The global dairy market is entering a turbulent phase as rising milk output across key producing regions outpaces demand, driving prices downward. The imbalance is now threatening Fonterra Co-operative Group’s forecast farmgate milk price of NZ$10 per kilogram of milk solids (kgMS) for the 2025/26 season, a level that once looked attainable amid strong global demand.
Oversupply Weakens Market Confidence
Following favourable weather, lower feed costs, and improved margins in 2024, farmers in New Zealand, Europe, and the United States expanded production significantly. The resulting oversupply has seen Global Dairy Trade (GDT) prices decline for six consecutive auctions, particularly affecting whole milk powder, the key driver of Fonterra’s payout model.
Analysts now expect the cooperative to revise its price forecast to the mid-to-high NZ$9 9/kgMS range, reflecting weakening export returns and the burden of global surplus.
Farmer Margins Under Pressure
For New Zealand farmers, even a modest price cut could squeeze already tight profit margins. Rising input and compliance costs, coupled with stronger domestic competition from processors such as Open Country Dairy and Olam Foods, are compounding financial stress across the sector.

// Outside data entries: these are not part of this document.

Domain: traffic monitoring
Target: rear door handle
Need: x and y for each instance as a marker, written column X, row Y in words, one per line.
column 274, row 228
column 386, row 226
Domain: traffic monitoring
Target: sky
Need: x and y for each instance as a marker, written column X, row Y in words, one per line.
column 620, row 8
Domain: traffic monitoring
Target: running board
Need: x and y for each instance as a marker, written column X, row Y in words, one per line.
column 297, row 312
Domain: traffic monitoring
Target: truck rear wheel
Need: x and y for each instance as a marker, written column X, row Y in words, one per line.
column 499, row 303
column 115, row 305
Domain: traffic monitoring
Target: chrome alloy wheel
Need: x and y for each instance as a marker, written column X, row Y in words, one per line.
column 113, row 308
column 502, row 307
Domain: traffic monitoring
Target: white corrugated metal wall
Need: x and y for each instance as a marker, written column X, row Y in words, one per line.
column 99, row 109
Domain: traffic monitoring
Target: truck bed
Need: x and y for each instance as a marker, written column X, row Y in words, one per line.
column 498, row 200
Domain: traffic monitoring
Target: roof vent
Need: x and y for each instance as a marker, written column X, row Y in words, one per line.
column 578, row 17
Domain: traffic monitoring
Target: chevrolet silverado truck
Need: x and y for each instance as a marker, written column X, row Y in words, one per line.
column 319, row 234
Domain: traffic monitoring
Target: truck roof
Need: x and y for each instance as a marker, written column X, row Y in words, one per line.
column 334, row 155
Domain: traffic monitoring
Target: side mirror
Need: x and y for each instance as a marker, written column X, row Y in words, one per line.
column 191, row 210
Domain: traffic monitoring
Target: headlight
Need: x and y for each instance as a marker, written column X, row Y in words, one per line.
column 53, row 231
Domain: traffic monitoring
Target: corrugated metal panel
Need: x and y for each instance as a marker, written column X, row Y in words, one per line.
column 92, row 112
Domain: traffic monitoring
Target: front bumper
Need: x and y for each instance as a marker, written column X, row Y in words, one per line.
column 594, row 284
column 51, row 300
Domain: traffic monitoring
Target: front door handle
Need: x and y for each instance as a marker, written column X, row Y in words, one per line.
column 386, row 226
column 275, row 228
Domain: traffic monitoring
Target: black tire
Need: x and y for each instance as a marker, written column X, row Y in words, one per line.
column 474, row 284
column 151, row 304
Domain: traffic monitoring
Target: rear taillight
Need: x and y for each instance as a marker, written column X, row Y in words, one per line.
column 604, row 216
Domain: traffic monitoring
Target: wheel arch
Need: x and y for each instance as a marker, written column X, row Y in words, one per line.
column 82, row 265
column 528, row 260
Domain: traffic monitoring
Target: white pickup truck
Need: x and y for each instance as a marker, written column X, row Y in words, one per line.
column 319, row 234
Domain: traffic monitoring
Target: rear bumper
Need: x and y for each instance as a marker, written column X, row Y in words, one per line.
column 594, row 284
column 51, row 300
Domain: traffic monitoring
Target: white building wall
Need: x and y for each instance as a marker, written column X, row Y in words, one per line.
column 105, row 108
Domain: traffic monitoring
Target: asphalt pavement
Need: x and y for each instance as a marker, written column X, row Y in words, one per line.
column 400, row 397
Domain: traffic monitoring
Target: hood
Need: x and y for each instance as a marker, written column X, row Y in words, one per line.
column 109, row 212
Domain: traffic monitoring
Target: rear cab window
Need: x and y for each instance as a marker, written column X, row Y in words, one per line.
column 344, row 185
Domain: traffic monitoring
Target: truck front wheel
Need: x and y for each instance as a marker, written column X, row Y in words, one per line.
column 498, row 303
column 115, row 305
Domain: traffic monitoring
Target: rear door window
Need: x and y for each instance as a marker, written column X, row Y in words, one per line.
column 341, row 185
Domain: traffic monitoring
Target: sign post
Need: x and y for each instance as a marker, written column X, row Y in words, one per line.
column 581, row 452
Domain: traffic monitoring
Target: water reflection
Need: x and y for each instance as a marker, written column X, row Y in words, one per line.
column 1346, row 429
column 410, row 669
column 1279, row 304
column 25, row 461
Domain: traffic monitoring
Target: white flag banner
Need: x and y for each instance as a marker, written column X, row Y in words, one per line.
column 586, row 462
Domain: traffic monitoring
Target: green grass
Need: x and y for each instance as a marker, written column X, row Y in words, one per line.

Strategic Focus on Value-Added Growth
In response, Fonterra continues to prioritise its Ingredients and Foodservice divisions, while expanding its high-margin presence in Greater China. Analysts believe this strategic pivot could provide resilience amid commodity volatility.
While long-term dairy demand remains steady, the immediate challenge lies in rebalancing supply and sustaining profitability. For Fonterra and the wider dairy sector, cost discipline, innovation, and market diversification will determine how well they weather this supply-driven downturn.